In the agile development process, everyone plays a vital part in the overall development, and sometimes team members are taking on more than one role. It’s different than working with a team of 30+ people on a multi-million dollar budget where you can section off components of development to specific members.
So when it came time for us to develop our first dungeon several months ago, the level design was sectioned off to three different people as opposed to just letting Joey handle the development, despite him being our lead zone designer.
This also has the added benefit of allowing individual style to creep into the zone development, which means each level of the dungeon has a slightly different look and feel. And while we can share art assets if we are building a dungeon that needs to look the same across all the levels, in this moment we wanted to create a dungeon that had three very unique and different architectural styles across each floor/level.
This is partly tied to the lore of the game (with the Dwearhe and Elenhi/Eldeni having very different architectural styles than the Humans), but also because we wanted to create a dungeon where there was different levels of “age” and flow.
It starts off with a series of crumbling caverns that eventually give way to two sections of tooled/created levels where the hands of man (or Elenhi/Eldenhi/Dwearhe?) have clearly built walls and floors and ceilings and placed structures throughout.
Dungeon crawling is a major component for our game. We took our inspiration from some of the earlier dungeons in EverQuest, where you could literally spend weeks and months (think Castle Mistmoore, for example, or Permafrost) due to the overall spread of levels combined with the size and difficulty of the zone.
We are aiming to build dungeons where players will literally spend weeks to a month or more before they feel like they’ve completed the dungeon, and there will be areas that are locked off by level/skill requirements so that you’ll find yourself needing to linearly progress in order to see all of the dungeon.
On top of that, hidden areas play a vital role in our overall development. There will be sections of dungeons that you simply won’t discover unless you have a character with the requisite thief skills or scholarly abilities to first and foremost determine that there is a secret door to be unlocked in the first place, and then the relevant skills to unlock/decipher the mechanism that will open the door.
Imagine a group of pure Adventurer archetypes going into a dungeon that has an entire wing dedicated to a Scholar archetype. You wouldn’t even know the other wing of the dungeon exists unless you have a Scholar in your party, and even then, he would have to have the relevant skills to get you past the entry point and then beyond.

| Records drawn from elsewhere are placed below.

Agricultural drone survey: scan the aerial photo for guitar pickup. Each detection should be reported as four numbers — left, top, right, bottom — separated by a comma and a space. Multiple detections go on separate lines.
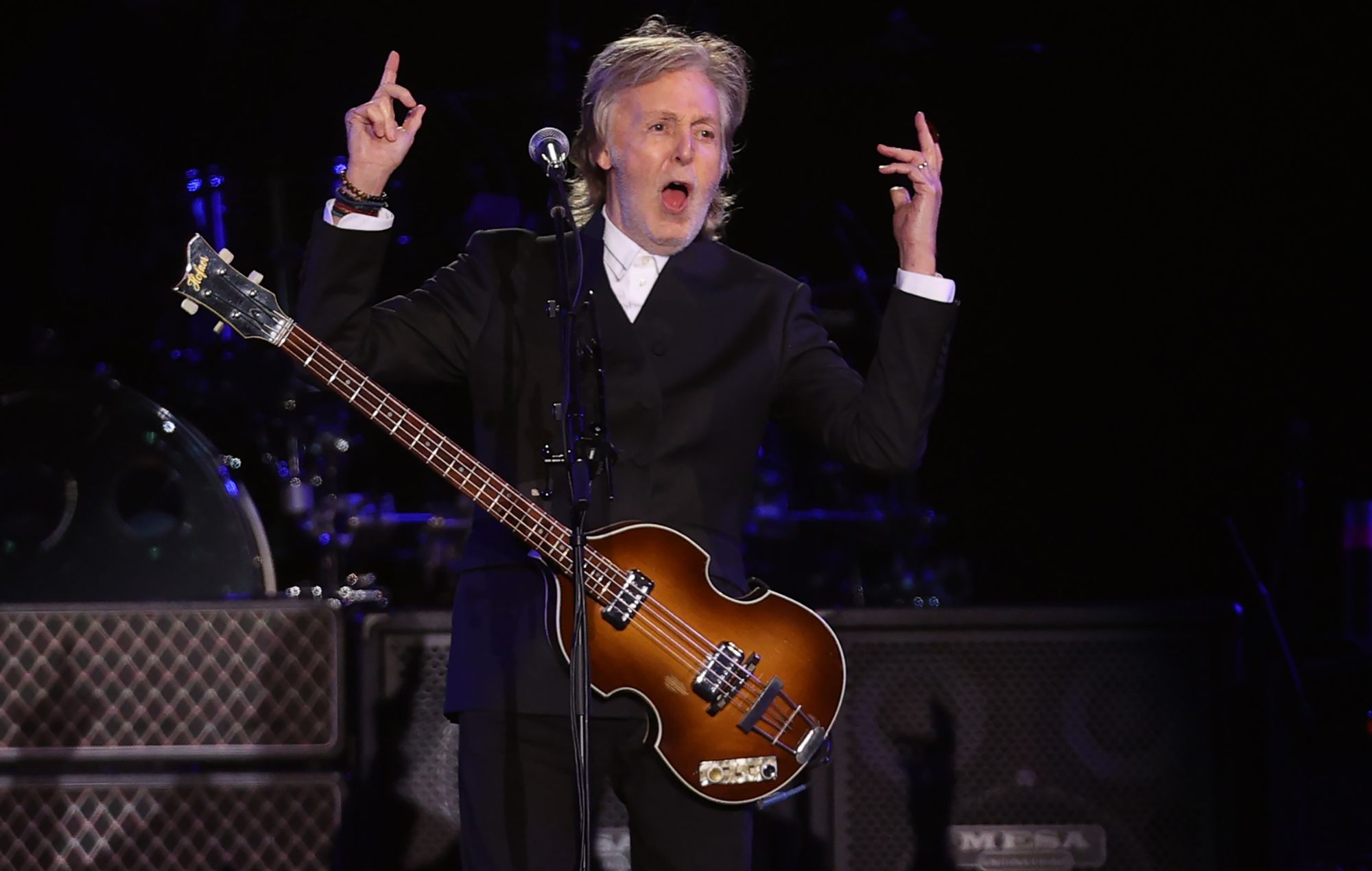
601, 569, 653, 630
697, 756, 777, 786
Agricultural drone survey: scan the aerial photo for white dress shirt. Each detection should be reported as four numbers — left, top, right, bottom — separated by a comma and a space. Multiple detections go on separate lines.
324, 200, 958, 322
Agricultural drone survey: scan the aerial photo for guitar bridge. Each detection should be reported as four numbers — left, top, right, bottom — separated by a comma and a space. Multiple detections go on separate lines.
601, 569, 653, 630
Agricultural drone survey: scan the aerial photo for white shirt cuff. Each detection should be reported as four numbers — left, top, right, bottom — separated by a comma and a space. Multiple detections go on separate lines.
889, 269, 958, 302
324, 199, 395, 230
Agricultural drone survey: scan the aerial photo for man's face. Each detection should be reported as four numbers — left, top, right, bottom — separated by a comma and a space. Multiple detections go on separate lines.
595, 70, 723, 254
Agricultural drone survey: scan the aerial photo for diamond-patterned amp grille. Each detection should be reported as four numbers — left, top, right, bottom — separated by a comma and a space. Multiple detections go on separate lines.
0, 604, 340, 760
0, 775, 342, 871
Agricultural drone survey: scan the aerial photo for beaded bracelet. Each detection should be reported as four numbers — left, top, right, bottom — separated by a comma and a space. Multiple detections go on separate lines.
329, 198, 381, 221
333, 185, 386, 210
339, 173, 387, 206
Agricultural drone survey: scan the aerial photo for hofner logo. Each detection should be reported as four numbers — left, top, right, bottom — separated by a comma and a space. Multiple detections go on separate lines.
948, 826, 1106, 871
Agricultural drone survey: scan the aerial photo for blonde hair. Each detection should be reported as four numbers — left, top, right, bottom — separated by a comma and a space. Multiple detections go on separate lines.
568, 15, 748, 239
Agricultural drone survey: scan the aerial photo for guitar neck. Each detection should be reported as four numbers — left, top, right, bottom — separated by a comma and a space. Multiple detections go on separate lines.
280, 324, 582, 572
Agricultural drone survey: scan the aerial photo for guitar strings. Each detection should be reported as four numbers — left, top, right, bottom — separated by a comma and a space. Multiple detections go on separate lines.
283, 329, 783, 734
281, 331, 794, 739
283, 328, 794, 739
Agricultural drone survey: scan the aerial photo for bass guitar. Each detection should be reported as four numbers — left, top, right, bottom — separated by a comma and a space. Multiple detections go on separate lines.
173, 235, 847, 804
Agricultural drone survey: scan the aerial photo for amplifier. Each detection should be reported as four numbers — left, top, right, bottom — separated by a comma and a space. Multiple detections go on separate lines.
0, 601, 343, 764
0, 774, 343, 871
816, 606, 1235, 871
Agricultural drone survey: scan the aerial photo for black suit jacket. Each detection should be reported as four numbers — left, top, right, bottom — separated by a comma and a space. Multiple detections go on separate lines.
298, 217, 956, 713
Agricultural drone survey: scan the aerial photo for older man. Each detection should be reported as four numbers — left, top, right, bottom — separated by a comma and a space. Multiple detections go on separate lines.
299, 16, 956, 871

The same can be said for sections of dungeons sealed away by traps and the like which can only be overcome by a thief-style character. No thief = no progression in that part of the dungeon…much less even knowing it exists. Or what about a door that has been partially blocked by a fallen timber or section of the tunnel beyond, and the only way to get past the door is by having a character that not only has the required Strength, but also the Bash skill to physically bash their way past and push that door open to allow your group access to the rest of the dungeon.
One thing you won’t see in our game are dungeons where you can walk in and run the dungeon in 15 minutes and then move on to the next. Our goal is to make a game so challenge-oriented that any time you decide to leave the safety of a city or outpost you are making the decision to dedicate the required time and effort to explore the area where you plan to go. That means planning ahead, gearing up accordingly, taking along the required pots/bandages/spell components and beyond, and planning on making an actual expedition that will cover your gameplay for the next few weeks.
With that in mind, this is the starter dungeon. It’s located in the Whitemist Foothills just outside of the starting outpost of Whitehall, and it will be the first dungeon that gives you a taste of what’s to come in the overall world of Lucimia, where we are designing an additional 40+ zones and dungeons that players will have access to at the launch of Volume I, above and beyond the 8 zones that we have currently designed as part of our alpha prototype.